Salman Fakhr Aldin, a human-rights activist and journalist who opposes the Assad regime, dismisses all of the above and gives us a learned and riveting lecture on the scale of corruption in Syria. He also dismisses the claim that Assad is good for the Druze: "I tell the people who talk like that that they and God alone are the only ones in the world who kill a camel to feed a coyote."
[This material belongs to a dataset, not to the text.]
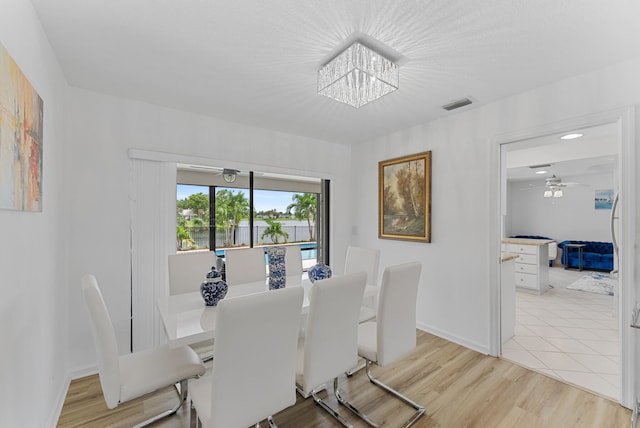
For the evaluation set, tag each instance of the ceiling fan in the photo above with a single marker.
(228, 174)
(554, 185)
At his small house in Majdal Shams, Aldin has for the past year been grieving the death of his son, a television man, in a car accident near Ramallah. It is early in the morning when he offers his guests freshly squeezed orange juice with vodka. He has noticed that the students from the village who Skype from Damascus with their parents in the Golan are huddled in coats and sweaters. They say in a fearful tone that everything is fine in Damascus, but in fact there is no electricity and they are freezing cold.
The European Pressphoto Agency photographer Atef Safadi goes even further: "The regime in Syria is unique. There is no regime like it in history. Even the Nazis, if you opposed them, did not go after your son. If you are a wanted man in Syria, all of your relatives are wanted."
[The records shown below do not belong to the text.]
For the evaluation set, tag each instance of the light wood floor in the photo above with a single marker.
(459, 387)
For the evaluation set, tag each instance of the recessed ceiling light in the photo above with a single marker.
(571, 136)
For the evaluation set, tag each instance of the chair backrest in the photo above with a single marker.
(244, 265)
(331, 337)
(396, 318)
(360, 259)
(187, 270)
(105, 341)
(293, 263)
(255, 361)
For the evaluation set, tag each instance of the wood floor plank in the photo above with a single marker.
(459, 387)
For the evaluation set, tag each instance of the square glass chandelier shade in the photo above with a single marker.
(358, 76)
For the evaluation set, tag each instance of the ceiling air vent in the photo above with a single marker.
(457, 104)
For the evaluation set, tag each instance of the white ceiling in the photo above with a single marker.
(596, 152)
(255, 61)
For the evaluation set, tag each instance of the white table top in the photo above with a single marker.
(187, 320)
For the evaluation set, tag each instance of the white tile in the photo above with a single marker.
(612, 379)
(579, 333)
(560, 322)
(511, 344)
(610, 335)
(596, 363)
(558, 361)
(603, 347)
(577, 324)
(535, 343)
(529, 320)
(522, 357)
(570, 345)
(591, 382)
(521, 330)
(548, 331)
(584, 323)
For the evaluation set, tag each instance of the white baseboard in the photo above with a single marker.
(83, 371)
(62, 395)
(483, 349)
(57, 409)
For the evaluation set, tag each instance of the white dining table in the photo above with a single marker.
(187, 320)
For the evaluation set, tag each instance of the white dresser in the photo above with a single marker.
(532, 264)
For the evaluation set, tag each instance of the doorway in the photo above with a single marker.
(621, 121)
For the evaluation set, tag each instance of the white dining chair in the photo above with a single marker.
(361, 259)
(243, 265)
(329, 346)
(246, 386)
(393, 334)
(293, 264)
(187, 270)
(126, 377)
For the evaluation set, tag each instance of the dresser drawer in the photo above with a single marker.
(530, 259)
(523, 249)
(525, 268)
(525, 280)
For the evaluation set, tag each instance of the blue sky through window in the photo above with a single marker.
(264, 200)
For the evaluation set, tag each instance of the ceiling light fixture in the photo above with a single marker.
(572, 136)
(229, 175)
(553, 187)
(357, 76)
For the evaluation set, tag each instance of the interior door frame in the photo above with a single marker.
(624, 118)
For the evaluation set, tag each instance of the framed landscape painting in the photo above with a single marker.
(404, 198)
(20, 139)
In 1994, when Basel Assad was killed in a car accident, Safadi ripped Assad's picture off a wall in the Majdal Shams square. Years later, when relatives of his went to Damascus to study, they were interrogated by Syrian intelligence about that torn-down picture.
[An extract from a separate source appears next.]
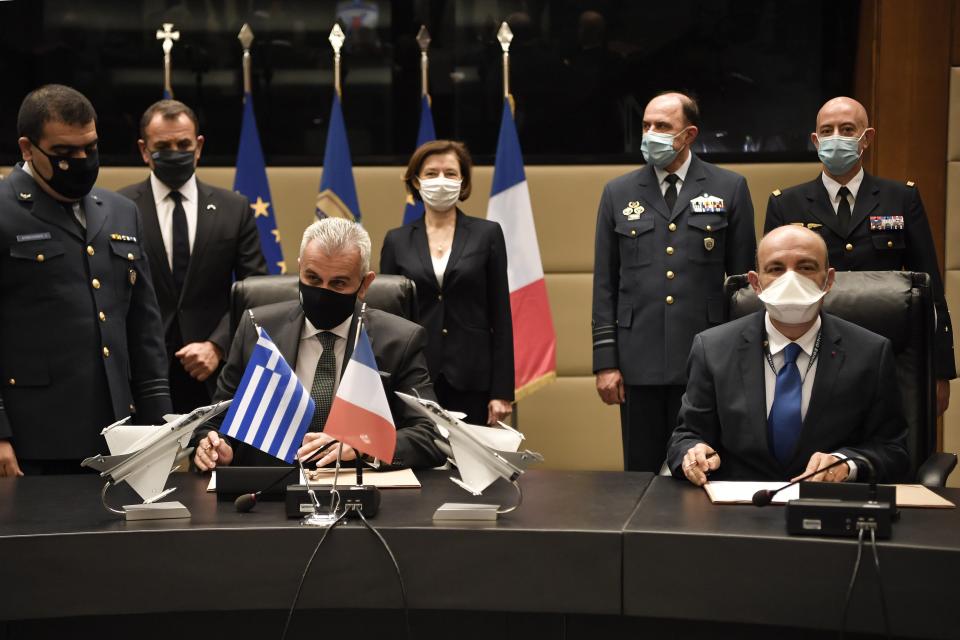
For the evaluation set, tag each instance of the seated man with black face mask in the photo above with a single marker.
(314, 336)
(199, 239)
(788, 391)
A few days ago, early in the morning, Safadi spotted unknown individuals erasing graffiti slogans proclaiming "Assad is a murderer" and "The people want to topple the regime."
"I want to see Assad locked up for 100 years at The Hague. But his supporters here want him forever," says Safadi. "The majority is against Assad but will not dare to say so. Assad's supporters are the most active, because it's easy for them to have their identities known. I want the Golan to be returned to Syria, but not under Assad's rule. The Golan is Syrian. It's true that we have things relatively good economically, but so what? I could also go to America and make more money. We belong in Syria."
The streets of Majdal Shams are streaming with water, and snow is still piling up on the sidewalks, making them difficult to navigate. "In the snow you don't walk with hands in your pockets," a local comments, and I quickly take my hands out of my coat.